Natural Language Processing is a subdivision of artificial intelligence which concerns the relationship between algorithms and written and spoken human language. It is based on a data-driven algorithm that makes inferences by identifying complex patterns in data sets . This type of data training is used to process and understand language within its context . Using natural language processing, computer programs can translate text, respond to spoken instructions and summarise large data volumes.
Artificial intelligence in natural language processing is also commonly used in document review and reduces the drawbacks of traditional legal research. It has been reported that the global natural language processing market size is expected to grow from $10.2 billion in 2019 to $26.4 billion in 2024, which is a 21% increase each year . This reflects how natural language processing is becoming a priority and suggests that traditional methods for legal research are now becoming obsolete.
How does it work?
Natural language processing operates to process human languages and overcoming ambiguity. It applies linguistics, statistics and computer science to written and spoken language . An extremely popular example of an natural language processing is the use of Google search. Following a word being typed, Google automatically suggests searches related to it to predict what users are looking for when they type . The more Google is used, the more it learns the user’s specific language and accurately predicts their next search.
This combination of continued use and learning is how artificial intelligence works in natural language processing when carrying out legal research. As a result, natural language processing can be used to retrieve and extract key information from audio recordings or lengthy documents, recognise and convert speech to text and correctly interpret questions to provide the right answer . Due to the technology’s ability to repeatedly learn, the right information is retrieved despite the user not being able to articulate their question in their search clearly.
How is it transforming legal practice?
Improving Legal Search Results
Lawyers have to usually enter keywords or phrases into a legal database for specific documents and information. However, this legal search method can generate irrelevant results as this way simply highlights documents that contain similar words and phrases and does not take into account the type of case, area of law and context of the document. Legal research through natural language processing, on the other hand, generates legal search results by retrieving key information through identifying and separating relevant documents from a larger pool of documents. Therefore, with natural language processing, there is no need to formulate an extremely precise search to get the desired information. Through artificial intelligence and machine learning embedded in natural language processing, lawyers can search using their natural language, similar to asking a colleague the same question in person.
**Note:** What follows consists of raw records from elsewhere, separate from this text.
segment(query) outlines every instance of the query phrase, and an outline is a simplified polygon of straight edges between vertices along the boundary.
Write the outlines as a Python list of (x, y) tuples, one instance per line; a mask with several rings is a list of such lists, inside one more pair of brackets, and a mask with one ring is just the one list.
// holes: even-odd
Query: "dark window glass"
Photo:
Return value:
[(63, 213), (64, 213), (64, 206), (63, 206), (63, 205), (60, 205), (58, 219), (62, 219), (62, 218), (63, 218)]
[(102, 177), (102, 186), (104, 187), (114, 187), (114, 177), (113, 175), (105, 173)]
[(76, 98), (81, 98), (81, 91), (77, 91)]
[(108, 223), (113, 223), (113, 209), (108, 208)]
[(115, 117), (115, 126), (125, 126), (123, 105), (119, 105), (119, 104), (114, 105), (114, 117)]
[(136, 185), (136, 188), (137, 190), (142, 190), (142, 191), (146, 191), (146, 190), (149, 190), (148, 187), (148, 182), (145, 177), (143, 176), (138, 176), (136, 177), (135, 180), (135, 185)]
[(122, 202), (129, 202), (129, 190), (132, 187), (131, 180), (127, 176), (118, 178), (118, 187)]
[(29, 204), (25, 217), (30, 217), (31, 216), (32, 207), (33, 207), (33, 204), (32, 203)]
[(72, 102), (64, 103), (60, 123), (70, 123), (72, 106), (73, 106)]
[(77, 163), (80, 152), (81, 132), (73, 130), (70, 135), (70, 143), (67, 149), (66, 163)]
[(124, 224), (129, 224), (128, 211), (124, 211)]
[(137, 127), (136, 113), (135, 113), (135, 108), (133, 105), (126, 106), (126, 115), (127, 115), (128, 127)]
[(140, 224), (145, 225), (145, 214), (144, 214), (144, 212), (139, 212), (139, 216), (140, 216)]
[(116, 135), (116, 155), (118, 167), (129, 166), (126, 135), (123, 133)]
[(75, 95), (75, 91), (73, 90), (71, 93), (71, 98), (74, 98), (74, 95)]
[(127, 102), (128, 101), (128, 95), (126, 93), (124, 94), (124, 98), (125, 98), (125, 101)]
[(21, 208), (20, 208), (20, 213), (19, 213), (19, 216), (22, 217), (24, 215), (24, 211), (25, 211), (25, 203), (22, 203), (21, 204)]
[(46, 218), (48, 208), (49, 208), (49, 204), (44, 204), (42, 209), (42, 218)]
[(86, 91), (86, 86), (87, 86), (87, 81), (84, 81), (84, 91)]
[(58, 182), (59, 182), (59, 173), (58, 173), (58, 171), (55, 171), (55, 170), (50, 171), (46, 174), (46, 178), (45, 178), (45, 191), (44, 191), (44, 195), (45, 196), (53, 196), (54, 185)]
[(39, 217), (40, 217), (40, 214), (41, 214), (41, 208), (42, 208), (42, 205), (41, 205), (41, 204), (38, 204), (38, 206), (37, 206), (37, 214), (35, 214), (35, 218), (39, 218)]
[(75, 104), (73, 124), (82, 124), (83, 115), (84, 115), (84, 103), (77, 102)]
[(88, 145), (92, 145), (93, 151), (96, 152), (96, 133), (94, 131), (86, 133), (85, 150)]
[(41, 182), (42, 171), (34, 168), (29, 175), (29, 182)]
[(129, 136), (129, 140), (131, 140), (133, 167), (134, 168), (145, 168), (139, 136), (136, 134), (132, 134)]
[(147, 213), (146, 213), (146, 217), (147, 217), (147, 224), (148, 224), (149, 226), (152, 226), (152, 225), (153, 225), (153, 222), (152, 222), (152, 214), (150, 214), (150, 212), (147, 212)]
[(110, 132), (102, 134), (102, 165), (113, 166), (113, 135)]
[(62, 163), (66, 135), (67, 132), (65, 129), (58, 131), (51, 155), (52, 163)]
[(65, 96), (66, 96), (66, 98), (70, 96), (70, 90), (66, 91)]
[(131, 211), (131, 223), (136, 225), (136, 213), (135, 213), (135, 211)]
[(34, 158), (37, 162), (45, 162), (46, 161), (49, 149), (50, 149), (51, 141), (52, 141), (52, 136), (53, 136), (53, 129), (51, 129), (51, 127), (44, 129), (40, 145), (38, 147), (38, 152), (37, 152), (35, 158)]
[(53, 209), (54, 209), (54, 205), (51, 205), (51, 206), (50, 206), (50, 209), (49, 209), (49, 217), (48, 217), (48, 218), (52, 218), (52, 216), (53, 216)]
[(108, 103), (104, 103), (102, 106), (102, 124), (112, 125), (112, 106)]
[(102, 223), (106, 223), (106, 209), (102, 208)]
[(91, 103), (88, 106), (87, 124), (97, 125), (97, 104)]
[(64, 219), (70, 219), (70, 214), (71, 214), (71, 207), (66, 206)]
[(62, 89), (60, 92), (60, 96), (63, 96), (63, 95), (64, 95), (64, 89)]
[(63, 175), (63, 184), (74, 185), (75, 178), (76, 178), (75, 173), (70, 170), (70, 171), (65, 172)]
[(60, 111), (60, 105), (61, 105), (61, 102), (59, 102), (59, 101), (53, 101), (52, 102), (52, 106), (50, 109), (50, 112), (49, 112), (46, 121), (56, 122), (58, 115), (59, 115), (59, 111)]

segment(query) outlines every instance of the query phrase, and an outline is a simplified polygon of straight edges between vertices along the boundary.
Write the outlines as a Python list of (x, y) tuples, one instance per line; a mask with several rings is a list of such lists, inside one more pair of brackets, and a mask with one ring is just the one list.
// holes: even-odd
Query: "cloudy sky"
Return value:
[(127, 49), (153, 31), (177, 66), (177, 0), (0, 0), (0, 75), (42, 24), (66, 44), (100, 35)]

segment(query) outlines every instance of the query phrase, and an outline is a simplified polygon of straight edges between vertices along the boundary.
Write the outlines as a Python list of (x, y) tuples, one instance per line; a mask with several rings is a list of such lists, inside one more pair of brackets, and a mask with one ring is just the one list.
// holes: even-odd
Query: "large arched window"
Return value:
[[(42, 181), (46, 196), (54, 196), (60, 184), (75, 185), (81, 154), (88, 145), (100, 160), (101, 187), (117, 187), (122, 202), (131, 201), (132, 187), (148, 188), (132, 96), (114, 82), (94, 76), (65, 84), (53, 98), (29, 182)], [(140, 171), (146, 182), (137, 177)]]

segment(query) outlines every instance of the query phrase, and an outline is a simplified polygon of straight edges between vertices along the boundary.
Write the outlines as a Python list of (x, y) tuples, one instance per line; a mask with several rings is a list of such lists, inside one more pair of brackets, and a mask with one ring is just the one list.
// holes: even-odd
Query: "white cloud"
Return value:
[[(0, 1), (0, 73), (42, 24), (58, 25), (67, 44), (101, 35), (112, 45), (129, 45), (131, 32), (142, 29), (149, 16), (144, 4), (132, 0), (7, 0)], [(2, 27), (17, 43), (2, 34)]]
Extracting Valuable Information
Natural Language Processing searches through unstructured text to extract information valuable to law firms. This can be seen in contract management departments, where natural language processing extracts key terms from contracts to create summary reports. The use of natural language processing for legal research can also be seen in intellectual property law, where key data such as names of parties, case outcomes and patents are being extracted from court records. Again, this data is then used to create summary reports which assist lawyers in developing strategies to win intellectual property infringement cases . Through natural language processing, drafting reports and identifying key terms is completely automated, which eliminates the risk of any human error such as entering the wrong date, missing an important contractual clause or any general spelling and grammar mistakes.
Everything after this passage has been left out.